WADA-DEV(7) $ /en/blog/arch-safe-kernel-upgrade-journey/

NAME

arch-safe-kernel-upgrade-journey

SYNOPSIS

Ever since an out-of-tree USB WiFi driver (8821au) broke on an Arch kernel update — leaving a machine that booted but had no network — I had pinned the kernel with IgnorePkg and stopped updating. This is how I fixed it at the root: dropped the culprit DKMS driver for in-tree only, added linux-lts as a fallback, removed the pin, and caught up to the latest. Includes the partial-upgrade trap and the linux-firmware split conflict.

DESCRIPTION

Introduction

Once, an Arch kernel update left my machine unbootable — or close to it. The cause was the driver for an external USB WiFi adapter (8821au, an out-of-tree DKMS module): it failed to build against the new kernel, so the system booted but had no network. Without network you can’t pull the article that explains the fix, or the package that applies it, so I ended up reaching for a live USB. That trauma is why I had pinned the kernel at 6.13.8 with IgnorePkg and simply stopped updating it.

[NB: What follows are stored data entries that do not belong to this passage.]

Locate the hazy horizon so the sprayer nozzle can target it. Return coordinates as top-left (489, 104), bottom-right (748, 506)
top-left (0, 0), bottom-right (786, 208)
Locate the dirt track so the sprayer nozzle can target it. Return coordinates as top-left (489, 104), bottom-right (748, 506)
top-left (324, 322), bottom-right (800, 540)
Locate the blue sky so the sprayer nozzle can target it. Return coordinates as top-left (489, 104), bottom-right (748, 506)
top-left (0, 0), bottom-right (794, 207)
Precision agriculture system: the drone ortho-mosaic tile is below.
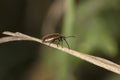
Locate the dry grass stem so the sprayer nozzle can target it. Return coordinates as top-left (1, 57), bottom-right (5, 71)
top-left (0, 31), bottom-right (120, 74)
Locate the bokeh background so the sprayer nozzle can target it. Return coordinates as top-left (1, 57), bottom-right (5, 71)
top-left (0, 0), bottom-right (120, 80)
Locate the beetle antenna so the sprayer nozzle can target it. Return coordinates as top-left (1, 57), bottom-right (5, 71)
top-left (65, 36), bottom-right (76, 38)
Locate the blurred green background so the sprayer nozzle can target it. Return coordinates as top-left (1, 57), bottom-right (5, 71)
top-left (0, 0), bottom-right (120, 80)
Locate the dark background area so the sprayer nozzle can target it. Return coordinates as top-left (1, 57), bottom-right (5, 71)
top-left (0, 0), bottom-right (120, 80)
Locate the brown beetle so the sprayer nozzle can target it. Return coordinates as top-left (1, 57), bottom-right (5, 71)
top-left (42, 33), bottom-right (74, 49)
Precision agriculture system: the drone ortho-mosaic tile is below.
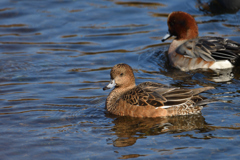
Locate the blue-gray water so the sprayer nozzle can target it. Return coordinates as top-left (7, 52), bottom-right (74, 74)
top-left (0, 0), bottom-right (240, 160)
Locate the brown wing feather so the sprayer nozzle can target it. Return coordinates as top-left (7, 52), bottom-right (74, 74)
top-left (122, 82), bottom-right (213, 107)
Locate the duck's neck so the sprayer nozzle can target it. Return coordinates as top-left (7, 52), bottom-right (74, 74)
top-left (105, 84), bottom-right (136, 112)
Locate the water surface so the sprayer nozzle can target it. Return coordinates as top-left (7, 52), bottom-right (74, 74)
top-left (0, 0), bottom-right (240, 160)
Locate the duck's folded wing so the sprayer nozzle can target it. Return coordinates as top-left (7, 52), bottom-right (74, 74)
top-left (162, 88), bottom-right (193, 108)
top-left (122, 86), bottom-right (166, 107)
top-left (176, 37), bottom-right (240, 61)
top-left (122, 86), bottom-right (193, 108)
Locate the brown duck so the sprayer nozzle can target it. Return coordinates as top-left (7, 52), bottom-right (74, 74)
top-left (103, 63), bottom-right (214, 117)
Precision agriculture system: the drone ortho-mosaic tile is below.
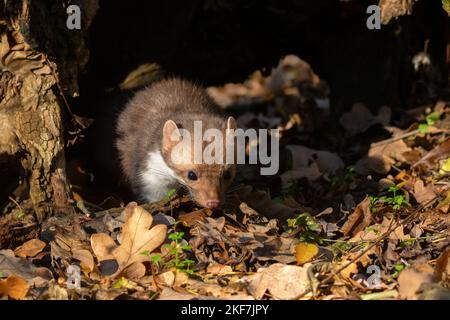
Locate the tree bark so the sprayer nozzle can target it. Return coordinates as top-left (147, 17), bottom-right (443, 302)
top-left (0, 0), bottom-right (98, 222)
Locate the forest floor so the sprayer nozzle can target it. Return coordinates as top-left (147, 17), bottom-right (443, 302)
top-left (0, 56), bottom-right (450, 300)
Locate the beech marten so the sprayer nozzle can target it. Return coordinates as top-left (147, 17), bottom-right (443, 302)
top-left (115, 79), bottom-right (236, 208)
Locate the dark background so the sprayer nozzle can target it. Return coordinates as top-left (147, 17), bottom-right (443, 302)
top-left (80, 0), bottom-right (449, 114)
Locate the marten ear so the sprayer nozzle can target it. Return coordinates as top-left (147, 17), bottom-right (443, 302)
top-left (163, 120), bottom-right (181, 147)
top-left (227, 117), bottom-right (236, 130)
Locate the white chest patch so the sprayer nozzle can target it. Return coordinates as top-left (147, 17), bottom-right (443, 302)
top-left (141, 151), bottom-right (178, 202)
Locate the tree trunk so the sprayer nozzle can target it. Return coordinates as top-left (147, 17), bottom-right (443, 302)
top-left (0, 0), bottom-right (98, 222)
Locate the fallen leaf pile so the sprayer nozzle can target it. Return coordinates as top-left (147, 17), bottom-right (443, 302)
top-left (0, 55), bottom-right (450, 300)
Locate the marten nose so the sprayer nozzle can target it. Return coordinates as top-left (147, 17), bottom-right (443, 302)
top-left (206, 200), bottom-right (220, 209)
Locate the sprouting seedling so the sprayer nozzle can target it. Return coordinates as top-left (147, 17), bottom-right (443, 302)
top-left (369, 186), bottom-right (408, 211)
top-left (419, 112), bottom-right (441, 133)
top-left (142, 232), bottom-right (195, 274)
top-left (287, 212), bottom-right (323, 244)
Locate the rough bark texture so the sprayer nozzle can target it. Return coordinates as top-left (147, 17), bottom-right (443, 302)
top-left (0, 0), bottom-right (97, 221)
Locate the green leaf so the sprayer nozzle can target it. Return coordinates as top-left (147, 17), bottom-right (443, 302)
top-left (419, 123), bottom-right (428, 133)
top-left (151, 254), bottom-right (162, 263)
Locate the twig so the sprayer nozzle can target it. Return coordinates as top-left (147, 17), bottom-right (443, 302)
top-left (293, 196), bottom-right (438, 300)
top-left (370, 129), bottom-right (420, 148)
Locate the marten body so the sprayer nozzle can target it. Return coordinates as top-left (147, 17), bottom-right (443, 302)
top-left (115, 79), bottom-right (236, 208)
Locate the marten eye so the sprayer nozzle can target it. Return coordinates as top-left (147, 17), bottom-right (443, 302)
top-left (223, 170), bottom-right (231, 180)
top-left (188, 170), bottom-right (198, 180)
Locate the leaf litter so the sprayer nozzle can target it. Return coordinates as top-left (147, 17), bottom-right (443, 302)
top-left (0, 55), bottom-right (450, 300)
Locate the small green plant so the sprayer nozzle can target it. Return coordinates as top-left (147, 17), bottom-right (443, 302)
top-left (326, 240), bottom-right (353, 258)
top-left (142, 232), bottom-right (196, 274)
top-left (369, 186), bottom-right (408, 211)
top-left (164, 189), bottom-right (177, 202)
top-left (287, 212), bottom-right (323, 244)
top-left (392, 262), bottom-right (406, 278)
top-left (419, 112), bottom-right (441, 133)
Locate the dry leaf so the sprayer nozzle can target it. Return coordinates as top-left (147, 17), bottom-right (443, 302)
top-left (341, 197), bottom-right (372, 236)
top-left (91, 206), bottom-right (167, 277)
top-left (14, 239), bottom-right (46, 258)
top-left (355, 140), bottom-right (411, 175)
top-left (155, 271), bottom-right (175, 287)
top-left (435, 247), bottom-right (450, 281)
top-left (0, 275), bottom-right (30, 300)
top-left (295, 242), bottom-right (319, 264)
top-left (413, 180), bottom-right (436, 204)
top-left (0, 250), bottom-right (53, 285)
top-left (122, 262), bottom-right (146, 280)
top-left (244, 263), bottom-right (309, 300)
top-left (72, 249), bottom-right (94, 272)
top-left (339, 103), bottom-right (392, 135)
top-left (398, 264), bottom-right (435, 300)
top-left (206, 263), bottom-right (233, 275)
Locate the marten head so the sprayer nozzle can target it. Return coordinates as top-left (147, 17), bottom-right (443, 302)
top-left (162, 117), bottom-right (236, 208)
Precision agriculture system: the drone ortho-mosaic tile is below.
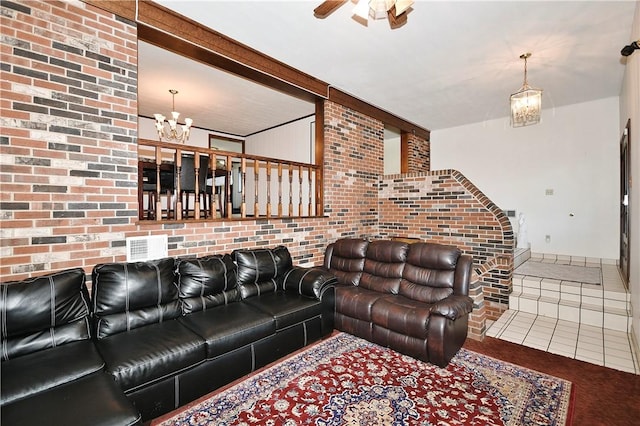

But after reproducing a kernel LPE in a disposable VM, it clicked that “pin and stop updating = leave the vulnerability sitting there” is not a trade worth making. So this time I rebuilt the setup to stay current safely instead. Three things: drop the culprit DKMS driver and rely on the in-tree one, add linux-lts as a fallback kernel, and remove the pin so -Syu catches the kernel up. After a reboot every device — WiFi, camera, mic — worked.

The trap: it boots, but there’s no network

“Unbootable” doesn’t mean a black screen with nothing on it. It boots. But the WiFi is dead. That’s the nastiest case.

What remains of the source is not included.